Ruth Dannenfelser's FPO at 1pm today will now take place via Zoom:  https://princeton.zoom.us/j/867970222   
--------------------------------------------------------
Ruth Dannenfelser will present her FPO "Data-Driven Approaches and Systems to Interrogate Complex Disease" on Monday, 3/30/2020 at 1:00 pm via Zoom https://princeton.zoom.us/j/867970222.

The members of her committee are as follows: Olga Troyanskaya (adviser); Readers: Wendell Lim (UCSF) and Kai Li; Examiners: Yibin Kang (Mol Bio), Mona Singh, and  Olga Troyanskaya.

A copy of her thesis is available upon request. Please email ngotsis@cs.princeton if you would like a copy of the thesis.

Everyone is invited to attend her talk. The talk abstract follows below.

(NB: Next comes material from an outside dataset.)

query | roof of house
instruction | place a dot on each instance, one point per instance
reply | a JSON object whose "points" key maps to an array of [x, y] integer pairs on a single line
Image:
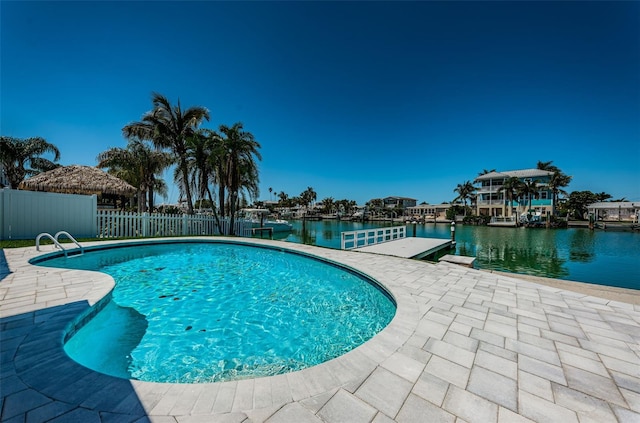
{"points": [[524, 173], [399, 198], [615, 205]]}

Large-scale genomic studies now give more predictive power than ever, allowing us to profile the composition of tissues, study cellular functions, and understand organismal traits at an unprecedented level of detail. This is particularly important for studying heterogeneous diseases, such as cancer, where small patient-specific differences play critical roles in disease development and progression. As the these studies accumulate, it is increasingly important to develop methods to discover novel biology while considering tissue and cell type specificity, and develop systems to help make this data explosion easily manageable, accessible, and interpretable. Towards these goals, in this dissertation, we build off the wealth of publicly available data to examine the interplay between cancer and the immune system, then develop two query-based visualization systems that enable interactive data exploration for the wider biomedical community.

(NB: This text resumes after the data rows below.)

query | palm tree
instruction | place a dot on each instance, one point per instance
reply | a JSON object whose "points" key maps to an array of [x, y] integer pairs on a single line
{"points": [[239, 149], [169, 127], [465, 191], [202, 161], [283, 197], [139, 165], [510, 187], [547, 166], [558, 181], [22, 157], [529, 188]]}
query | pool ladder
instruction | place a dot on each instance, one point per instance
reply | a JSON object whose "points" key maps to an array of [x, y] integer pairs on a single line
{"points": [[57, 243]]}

The first part of this work presents two perspectives on cancer and the immune system. Using derived immune markers we found that estrogen receptor activity and genomic complexity are key factors driving changes in breast cancer lymphocytic infiltration. Our method enabled discoveries on existing samples even when this was not the original intent of the study, without the need for additional experiments. Next, we leveraged public expression data to further the development of targeted immunotherapeutics for solid tumors. Working closely with experimental collaborators, we developed a method to prioritize pairs of antigen targets that will help engineered T cells hone in on tumor targets while minimizing damage to healthy tissues.

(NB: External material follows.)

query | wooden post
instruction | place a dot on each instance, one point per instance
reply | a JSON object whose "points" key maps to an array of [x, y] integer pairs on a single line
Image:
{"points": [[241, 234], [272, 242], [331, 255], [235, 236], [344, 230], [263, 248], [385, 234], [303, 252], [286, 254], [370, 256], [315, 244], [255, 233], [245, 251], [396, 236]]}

The second half covers how we can extract unbiased signals from large collections of biomedical data in the form of abstracts and repositories of transcriptomics data. We develop a method to obtain informative tissue-disease-gene relationships from abstracts and integrate them into a system that presents different snapshots of curated interactions. Next, we extend a gene expression search engine that simultaneously returns coexpressed genes and relevant datasets. Our extension expands the search space across the major model organisms and provides a new cross-organism exploration interface to help facilitate translational research. Both systems will help experimentalists leverage existing knowledge to better explain the larger implications of their specific findings.